Enviada em 26/04/2021

Desde o período da Antiguidade constata-se diferentes tipos de crenças religiosas que estavam inseridas nas estruturas sócio-políticas das civilizações da época. Acerca disso, evidencia-se na história muitos conflitos traçados entre os povos do passado, nos quais os vencedores obrigavam os outros indivíduos a se submeterem a uma nova cultura espiritual e material. Analogamente, nota-se que a intolerância religiosa presenciada na atualidade possui raízes históricas criadas a partir das primeiras comunidades. Nesse sentido, essa realidade se faz presente não só por meio da imposição de superioridade ideológica, mas também devido à falta de respeito por divergências filosóficas.

A princípio, vale citar a Conferência de Berlim, ocorrida no século XIX, na qual os europeus criaram uma filosofia de supremacia cultural em detrimento das outras populações. Sob essa ótica, infelizmente os seres humanos inferiorizam os seus semelhantes por se auto denominarem superiores. Para entender melhor essa lógica, Hugues- Félicité, importante filósofo francês, defendeu que deve haver um respeito mútuo dos direitos do próximo, para que a justiça e igualdade sejam evidenciadas. Desse modo, enquanto não houver empatia entre as sociedades, as lutas religiosas ainda serão constantes.

Outrossim, cabe salientar que segundo a filosofia existencialista de Paul Sartre, o homem está condenado a ser livre. Seguindo essa linha de raciocínio, entende-se que, após o nascimento, todos podem escolher a sua própria essência, ou seja, seguir as crenças em que mais se identificam. Indubitavelmente, essa teoria é adequada e preservada pela maior parte dos conjuntos sociais do mundo hodierno, o problema está nos discursos públicos nos quais os indivíduos não respeitam ideologias contrárias e atacam, fisicamente ou moralmente, rituais, costumes e valores de religiões divergentes. Assim, essas manifestações de ódio ocorrem constantemente e, em muitos casos, se apresentam de forma oculta, violando, como consequência, a liberdade do próximo.

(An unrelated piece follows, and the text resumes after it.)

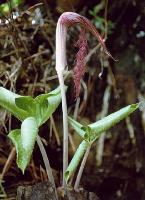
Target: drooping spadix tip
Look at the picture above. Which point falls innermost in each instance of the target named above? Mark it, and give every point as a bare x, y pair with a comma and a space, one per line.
70, 18
66, 20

Portanto, urge que o Poder Legislativo, responsável pela criação das leis, formule normas legais, em consonância com os outros poderes constitucionais, que viabilizem a criação de uma central de atendimento do Estado para a denúncia de discursos nos quais são defendidos a supremacia de uma religião em detrimento a outra. Isso será feito dentro de todos meios midiáticos com o fito de diminuir a ocorrência de diferentes ataques religiosos. Ademais, é necessário que o governo crie projetos de auto avaliação social para todos os cidadãos, nos quais sejam presentes perguntas, com apoio da análise psicológica, que promovam a conscientização e reflexão do respeito às diferentes formas de pensamento. Essa atitude terá grande importância, pois será feita com intuito de quebrar as manifestações de desrespeito herdado das antigas civilizações.